If our thoughts are often about whether other people like us? We are seeking approval outside of ourselves.

And we seek approval from outside sources because we aren’t able to find it from inside ones. In other words, you don’t like yourself enough. And you are projecting it outward onto those around you.

Note that always needing others to like us is also a sign of codependency, where we somehow took on the message we only have worth if we please others.

3. You don’t know who you are.

Do you tend to change your personality depending on who you are with, or what sort of mood you are in?

If your sense of self is always shifting, people can struggle to like you as they simply can’t be sure of who they are or aren’t dealing with.

4. You’ve encouraged them not to like you.

Also note that when we don’t like ourselves, we often unconsciously encourage others to not like us.

We do things like:

  • making little comments putting ourselves down
  • treating ourselves poorly, giving the message we aren't worthwhile
  • overtly telling people what to think, pretending its’ a joke(“oh god you can’t like me I’m a boring loser").
  • acting stupid or crazy to push them away and turn them off.
Later we act surprised if the other person seems uninterested. When we literally manipulated them into not being so.

5. You don’t like them.

Invested in seeing yourself as a good, friendly person? Or raised to think you have to be nice to everyone?

You might be telling yourself and everyone else that the other person doesn’t like you as deep down you don’t like them. But you aren’t comfortable admitting it to yourself.

It’s okay not to like everyone. We aren’t all here to be friends and we don’t all share values.

6. Your brain sees the world differently than other people’s.

You might have a brain difference that means that other people struggle to understand you, and you struggle to understand them.

For example, you might be on the autism spectrum. This can translate into finding other people too emotional or touchy feely. They in turn don’t know how to act around you, and leave you feeling ignored or unappreciated.

Or you might have a personalty disorder, which means you see yourself and the world in a different way than the norm. You might be pushing people away simply as you don’t realise your ways of relating aren’t typical.

7. You are surrounded by people who don't share your values.

We can think that what connects us to other people is things like a shared taste in music or style. But these things are only the surface.

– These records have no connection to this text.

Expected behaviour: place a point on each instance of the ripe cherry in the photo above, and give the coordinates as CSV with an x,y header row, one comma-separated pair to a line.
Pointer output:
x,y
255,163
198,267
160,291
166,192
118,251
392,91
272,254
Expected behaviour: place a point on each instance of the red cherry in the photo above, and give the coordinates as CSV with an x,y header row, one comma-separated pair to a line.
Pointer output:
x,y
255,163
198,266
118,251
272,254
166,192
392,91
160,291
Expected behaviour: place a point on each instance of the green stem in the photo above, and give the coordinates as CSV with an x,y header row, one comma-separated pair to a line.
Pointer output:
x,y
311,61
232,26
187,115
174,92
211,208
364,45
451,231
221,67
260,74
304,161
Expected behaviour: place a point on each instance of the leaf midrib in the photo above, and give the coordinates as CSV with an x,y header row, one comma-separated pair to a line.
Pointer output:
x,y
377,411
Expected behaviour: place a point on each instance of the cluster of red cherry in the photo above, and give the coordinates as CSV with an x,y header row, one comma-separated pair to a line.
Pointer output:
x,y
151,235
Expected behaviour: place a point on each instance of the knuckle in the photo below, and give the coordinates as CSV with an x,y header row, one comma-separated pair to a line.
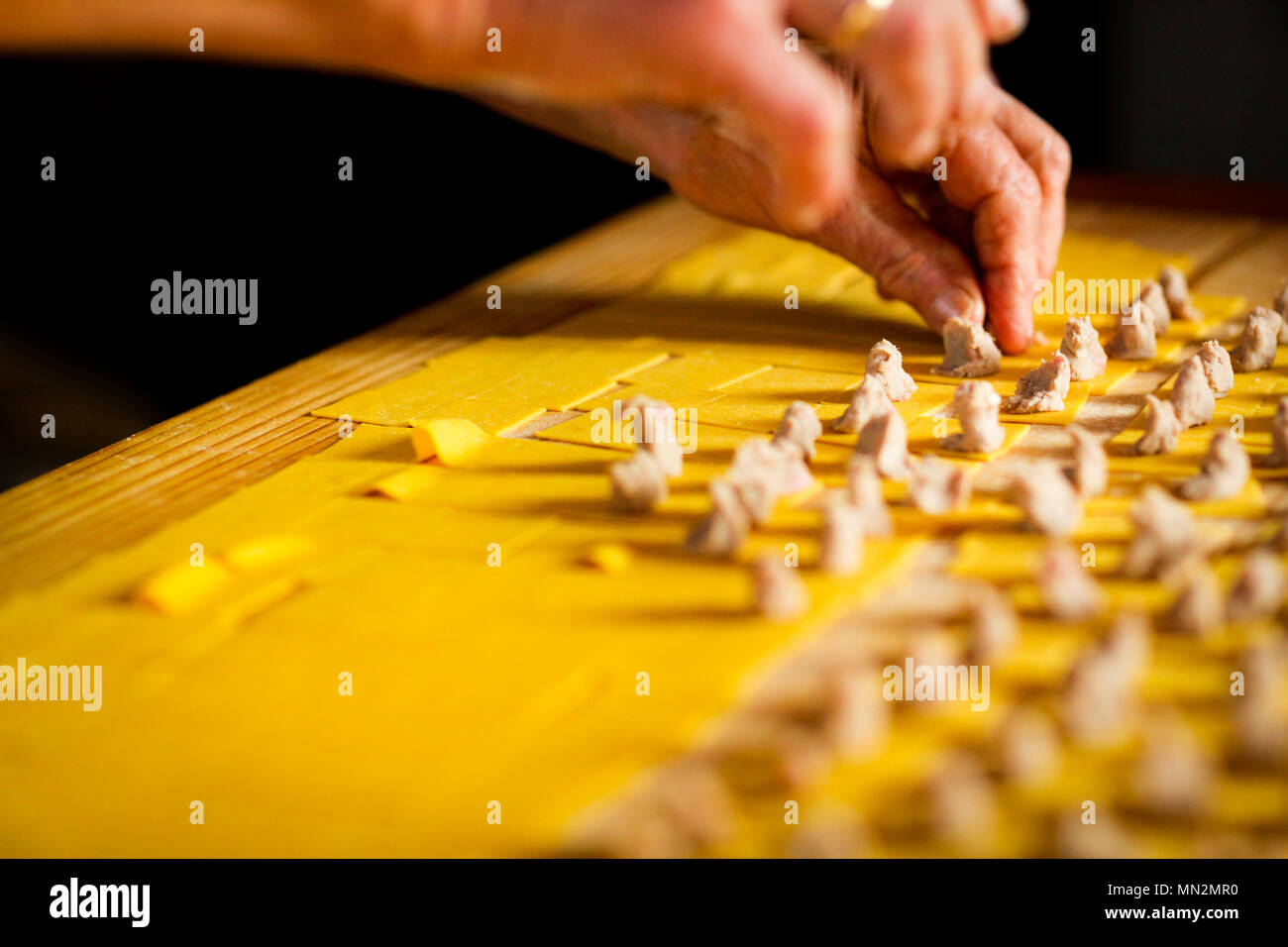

The real attraction between people is shared values. If all the people around you don't share your values, they aren't your tribe. They won't like you, and you won't like them.

For example, if you deep down value charity and equality, but are working in banking for a corrupt corporation? You will be ill at ease. People will sense the difference and not be attracted. If you then quit and take a job with an NGO, you might get along with all your colleagues without even trying.

How can I make people like me?

The more comfortable you are with yourself, the more others will be comfortable with you. So what can help here is:

  • learning who you are by listening to your thoughts and feelings
  • developing self-compassion and an appreciation for what you offer others
  • recognising your personal values and making choices to create a life that reflects them
  • learning healthy relating skills and applying them
  • facing up to and healing any past traumas and upsets lowering our self-worth.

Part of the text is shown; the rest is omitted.